If you have to walk home from work, First Aid training and a kit can help to make you some temporary friends along the way. If you come across a few young guys looking to make trouble, and they're near a bus bench where there are three women and an injured kid, what do you think will happen if you stop to put some antibiotic ointment and a bandage on the kid?

Not only walking shoes, but if you aren't very familiar with all the possible routes home, you should carry a map that covers the area between work and home, so you don't have to waste time with dead-ends and roads that end up going in the wrong direction.

A bag is better than nothing, but a coat with lots of pockets to carry stuff often doesn't as easily catch the eye of certain types of bottom feeder. This might help out when traveling DART, too.
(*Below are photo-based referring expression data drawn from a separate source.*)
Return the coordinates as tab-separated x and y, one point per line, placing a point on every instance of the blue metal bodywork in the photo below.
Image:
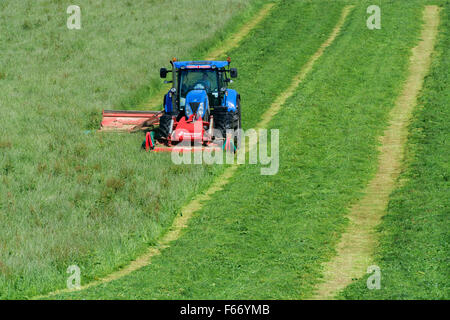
168	102
229	99
200	98
200	64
Your mentioning the crowded car in a snow storm reminded me of something I saw in Los Angeles many years ago. I was following a car filled with more people than one might think a car could hold, and they had some net bags on straps that they had hanging outside the car. A thrift shop belt, pulled out of the bag and run through the handle could be carried the same way, with the strap held by the rolled-up window in winter.

And if you do find yourself afoot, be extremely aware of your surroundings. Sure, most stores will close, but if you're passing the only one that isn't (yet), it could be very useful.

Keep your water stored in containers sized to what YOU can carry. Five- or six-gallon containers weigh 40-50 pounds, not easily or quickly carried by many women.